As anyone who lived through the ‘80s knows, popularity could be bought for the price of a Lacoste polo shirt, a pair of Adidas three-stripe sneakers and the latest Bon Jovi cassette tape.
The real problem was that my dad was stingy and I finished delivering my scathing review of the most popular self-help book in history by telling him so!
My dad and a famous basketball player
Dad had obviously soaked up Mr Carnegie’s advice because he responded in two ways: a. he was nice and b. listened to me, even though my adult self admits I was being more than a little boring!
Then he told me respect is more important than popularity. By this time, I thought dad was not only embarrassing, but also crazy. The poor man was evidently clueless about life.
Strangely enough, while researching this blog post, I came across a famous quote that perfectly echoes dad’s viewpoint: “I firmly believe that respect is a lot more important, and a lot greater, than popularity,” said Julius Erving. And he should know … Erving is the most famous slam dunker in basketball history and is still the sixth highest scorer, even though he retired back in 1987.
Popularity versus respect
The difference between popularity and respect is that one is about surface appearance while the other is about the admirable qualities that lie within. In a world dominated by social media, it’s easy to be tricked into believing the person with the most “likes” is the winner.
However, would you do business with someone just because they’re cool? Um, probably not. You’re more likely to want to do business with someone you respect … and that usually comes down to what our grandparents called “good morals”.
Isn’t that old-fashioned?
Surprisingly, no. According to “The 10 Most Desirable Traits in Human Beings” by Carmen Honacker, the qualities we most value in other people, with a few of my own alterations, are:
- Integrity: Having a code of ethics, based on common decency, that we always stick to.
- Courage: Doing what’s right, even when it’s inconvenient or puts us in a difficult position.
- Humour: Laughing to get through the tough times.
- Social intelligence: Accurately reading people’s emotions or what’s going on below the surface in social situations.
- Emotional maturity: Owning your emotions and accepting the full range of feelings, yet choosing to express them maturely and appropriately.
- Kindness: “True popularity comes from acts of kindness,” says Bo Bonnett, who built and sold a technology company for $20 million by the age of 29. Kindness goes hand-in-hand with compassion — these people have your back.
- Self-confidence: No self esteem and an inflated sense of self worth are equally dangerous. We need a balanced view of our weaknesses and strengths, and to see mistakes as opportunities to grow.
- Discipline: Having the dedication and persistence to stick to your goals and working to achieve what you believe in.
- Generosity: Giving our time and money to create a better world. At the end of the day, life is about people — how can I sit back and do nothing when I am blessed, yet others are in need?

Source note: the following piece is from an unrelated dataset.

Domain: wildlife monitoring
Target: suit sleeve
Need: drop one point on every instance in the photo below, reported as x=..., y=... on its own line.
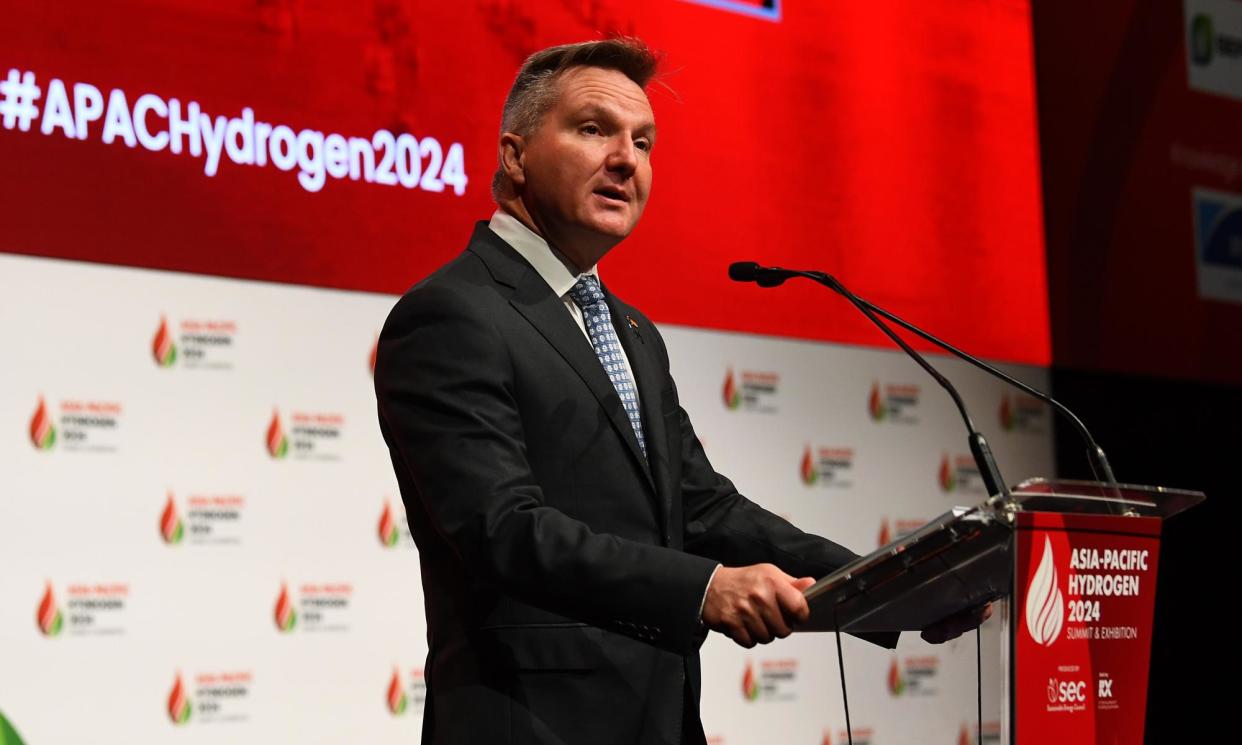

- Self-awareness: Acknowledging no-one is perfect and having the humility to put others first, not matter how successful we are.
Let’s be good girls and boys
The above list essentially comes down to being a responsible and decent adult, which, I’m the first to admit, isn’t always easy. You could also call it being a “goody two shoes” … and don’t those people come last? Apparently not.
Do a web search on how to be successful or happy and you’ll see them listed over and over again. Not once will you find anything about being cool, rich or breaking the golden rule. Gordon Gekko may work on Wall St, but it appears Pollyanna owns all eight blocks!